Our kids are babies, or toddlers, or in middle-school--how do we get there from here? To get from point A to point B, we have to do three things:
Keep moving in the direction of B, even if you make stops along the way.
The way you locate B - the end goal- is this: Ask yourself "how you would describe the kind of person you want your grown up child to be?" I think in the long run you’ll find it has very little to do with attending a particular college, playing a particular sport, or having a particular career. It’s a person’s character that makes their life what it is. That’s the goal–to help them become a certain kind of person.
When you’re clear about what that person looks like, do a careful self-examination; is the way you’re doing things in your family likely to cultivate the qualities you hope your child eventually possesses?
For example, say my goal for my daughter is for her to value and contribute to her family, to learn self-discipline and good study habits, and to learn to manage her money well. Terrific goals! However, what if I have given her a smartphone and a car, and each week I give her cash to spend with her friends at the mall? She doesn’t do any chores, I have no idea who her friends are or how she spends her free time; she’s too “busy” to spend time with her younger siblings, and resists joining the family for dinner. Hmm . . . does this fit my stated goal? Definitely not!
That’s where step 2 comes in–leaving A. There is no way to bring your goals to you, you have to go after them, and you have to lead your kids there. Going toward your goal–B–means leaving behind what you are currently doing–A.
The photos above was taken at Bandelier National Monument in NM, a place where a group of people found a home hundreds of years ago. They somehow saw what they were looking for in these forbidding cliffs–not on the ground. They had already walked hundreds of miles from their original home because of threats to their way of life; now that they had found a good location, they had to continue by leaving the valley floor to climb this rock face and others like it for the sake of preserving the things they valued most.
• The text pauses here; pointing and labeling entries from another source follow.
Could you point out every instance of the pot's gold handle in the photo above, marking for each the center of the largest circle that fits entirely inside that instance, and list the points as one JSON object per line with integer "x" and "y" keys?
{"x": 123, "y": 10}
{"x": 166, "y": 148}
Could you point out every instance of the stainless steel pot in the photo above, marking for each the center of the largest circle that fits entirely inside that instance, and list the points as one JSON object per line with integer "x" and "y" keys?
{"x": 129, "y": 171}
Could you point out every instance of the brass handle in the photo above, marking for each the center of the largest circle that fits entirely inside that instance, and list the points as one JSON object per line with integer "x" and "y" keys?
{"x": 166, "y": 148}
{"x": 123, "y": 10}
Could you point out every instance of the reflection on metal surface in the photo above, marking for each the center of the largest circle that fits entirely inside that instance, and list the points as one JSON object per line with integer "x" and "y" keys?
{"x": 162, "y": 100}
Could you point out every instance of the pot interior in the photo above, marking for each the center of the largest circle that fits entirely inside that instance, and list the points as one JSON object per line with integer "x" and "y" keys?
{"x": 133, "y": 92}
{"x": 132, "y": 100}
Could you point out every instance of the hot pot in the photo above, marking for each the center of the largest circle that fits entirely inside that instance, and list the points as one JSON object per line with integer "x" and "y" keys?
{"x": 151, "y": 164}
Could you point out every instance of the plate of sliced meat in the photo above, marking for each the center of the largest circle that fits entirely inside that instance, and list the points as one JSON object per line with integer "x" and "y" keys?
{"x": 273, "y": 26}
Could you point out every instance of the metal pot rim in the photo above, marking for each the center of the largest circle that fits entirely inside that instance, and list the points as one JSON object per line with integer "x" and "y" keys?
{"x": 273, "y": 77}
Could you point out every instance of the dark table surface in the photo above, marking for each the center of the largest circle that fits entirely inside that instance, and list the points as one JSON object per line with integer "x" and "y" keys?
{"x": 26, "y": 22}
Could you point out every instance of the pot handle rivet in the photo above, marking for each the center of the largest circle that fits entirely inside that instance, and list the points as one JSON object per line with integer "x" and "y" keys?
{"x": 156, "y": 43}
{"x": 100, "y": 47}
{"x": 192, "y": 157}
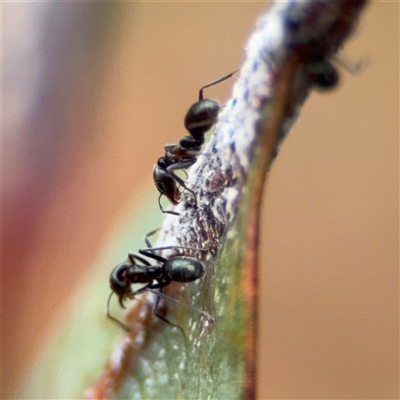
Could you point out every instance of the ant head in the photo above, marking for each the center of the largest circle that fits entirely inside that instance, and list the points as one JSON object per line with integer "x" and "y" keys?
{"x": 323, "y": 74}
{"x": 200, "y": 117}
{"x": 166, "y": 185}
{"x": 119, "y": 283}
In the example above, A –the way I’m bringing up my daughter–is comfortable, it’s easy, and my daughter and I both are used to it. Not only that, but there is very little conflict–she’s pretty much free to do whatever she wants. But I want better things for her; I want those things I listed as my goals. To get those things, I have to leave behind this easier way–I can’t have both. Like the settlers at Bandelier, there are things more valuable than comfort, things I’m willing to work to achieve. Because I want more for my daughter, I’ll commit myself to putting up with attitudes and dealing with the conflict that will inevitably come as she tests my leadership. The easy way doesn’t lead to what I’m really after.
Look around where you are–are you in a bog of things and ideas that are keeping you from moving toward what really matters to you? Are you hanging on to relationships, jobs, habits, or ways of thinking that you’ve grown comfortable with, but which are ultimately harmful to your family? Are there fruitless ways of parenting that are easy–being too indulgent, making excuses for bad behavior, too many electronics, and so on–but would be better left behind for your kids’ sake, even though they may resist the change? Turn your eyes to that lofty goal, and leave what’s easy and comfortable behind.
The third step is to just keep moving in the direction of B. Your progress may be slow, the path may become obscured along the way, and you may even come to a halt and have to re-establish your bearings. In fact, sometimes you may think you’re on the clear path to B when you realize you’ve become disoriented, or simply that you’ve dragged too many things from A along with you–toss them and move on. If sometimes it seems it would be better to just go back, to head in a completely different direction, or to simply stop and stay indefinitely, especially if the way has been rough and you are weary, pause for a moment to remember the long view–remind yourself of what’s really important, and that it really is worth whatever it takes to get there.
Never lose sight of your goal. You will fall and you will fail, just don’t quit. Keep putting one foot in front of the other, grabbing that next handhold up, and don’t give in. Eventually you’ll be there, looking back at where you came from. Oh, and your children will be standing next to you, thanking you for getting them there.